Alastair Aitchison

At-a-glance functions for modelling utility-based game AI


One of my current projects involves developing a decision-making AI for autonomous characters (i.e. NPCs) in a computer game.

The idea is pretty straightforward – instead of switching between a set of finite states based on simple triggers (i.e. if Pacman has eaten power pill then “run away”, else “chase”), each character constantly assesses the actions available to them in their current environment, and assigns a utility (i.e. the benefit) from each of those actions on a continuous scale. Then, being rational agents, each character simply chooses to perform the action that provides them with the greatest utility. I’m no psychologist, but that seems like a reasonable model of human behaviour to me.

For example, when a character is already at full health, the utility from picking up a health-giving medikit is zero, so you’d never expect the character to perform that action. As the character’s health diminishes, the relative utility of the medikit increases, but in what way? Is it a linear scale?

Or, would a character remain relatively content with 90%, 80%, or 70% health, but then feel increasing urgency to look for medikits when their energy drops under 30%, say? More like this:

Likewise, consider how the utility of searching for an ammo box changes depending on how many bullets the player already has, or the utility of running away varies on the relative strength of an opponent’s weapon.

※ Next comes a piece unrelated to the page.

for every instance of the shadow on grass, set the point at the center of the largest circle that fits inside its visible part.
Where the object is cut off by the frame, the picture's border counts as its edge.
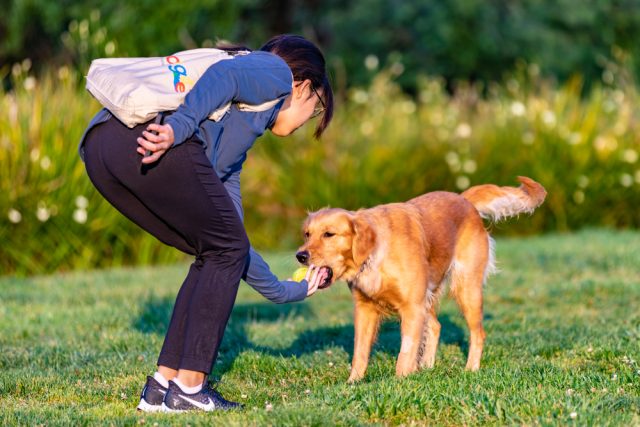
(156, 314)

When deciding how to assign utility to different actions, I find it helpful to refer to the following graphs to consider what function might best describe how I think a rational human player would determine the utility of that action, based on different environment variables (remember, because this is artificial intelligence, there are no “correct” answers – what’s nice is that you can swap in and out different models until you find something that looks right, without worrying about whether it has sound psychological reasoning)


Step Function

If x > 0.5 then y = 1, else y = 0.

This is the equivalent to the simple Boolean trigger logic that the Pacman ghosts use – “Has Pacman eaten a power pill? Then definitely run away!”. Note however that the utility assigned to this action when the condition is true doesn’t have to be 100% – it’s possible to step up in stages, or to only step up a certain amount, so that other actions may still have greater utility, even when the condition is true.


Linear Function

y = mx + c

Remember that you can change both the gradient (m) and the intercept (c), but any increase in the underlying variable will always lead to a constant proportional increase in utility. To give the gradient a downwards slope, set m to be less than 0.


Increasing rate of increase (i.e. exponential increase)

y = x^a where a>1

As the independent variable increases, the marginal utility increases more dramatically.


Decreasing rate of increase (i.e. logarithmic increase)

y = x^a where 0 < a < 1

When the independent variable is small, a little increase leads to a big increase in utility from that action. As the independent variable gets larger, the marginal utility increase becomes less and less.


Exponential Decay

y = a^x where 0 < a < 1

When the independent variable is small, a little increase leads to a substantial decrease in marginal utility. As the independent variable increases, the marginal utility decrease diminishes.


Sigmoid  curve

y = 1/(1+ex) (or y = 1/1+e-x for reverse)

This gives an S-shaped curve that, as defined above, is centred about x=0, but is easy to shift to make the middle of the curve (where the gradient is steepest) lie wherever is appropriate.


Frequently, the utility of an action (y) varies not only with a single variable (x) as shown here, but with multiple variables – the utility of attacking another character may increase linearly with the value of the prize if successful, but decrease exponentially with the relative strength of that character. That’s no problem – just combine the utilities as:

Utility from attacking = w1(prize to be won) – w2(relative strength^2)

By changing the functions used to calculate the utility of each action, and adjusting the weights (w1 and w2 above), you can create surprisingly sophisticated AI decision-making behaviour using only the handful of functions above.


Choosing the Action with the Greatest Utility

As an example, suppose that your computer-controlled agent was capable of three actions: attack, heal, or reload, and that you had chosen utility curves for those actions based, respectively, on the perceived enemy strength, current health, and number of bullets held, as follows:

We can now determine what the “best” course of action would be for the character at any point in time by plugging in the current values of strength, health, and bullets and reading off the associated utility of each action. For example, starting from this situation:

The action with the greatest utility is to attack. So, the character starts to attack, and fires off a few bullets. The situation now becomes:

Now, the greatest utility comes from reloading. So the player refills the chamber of their gun. Unfortunately, in doing so they take a few hits, damaging their health:

At this point, health has become an issue, and the greatest utility now comes from healing.

By tweaking the utility curves, you can create differences in character’s personalities – for example, a “brave” character would derive greater utility from attacking than a more cowardly character would, so the attacking utility curve for the brave character would be higher than the cowardly one. Likewise, a cautious character might place greater emphasis on reloading and healing than on attacking.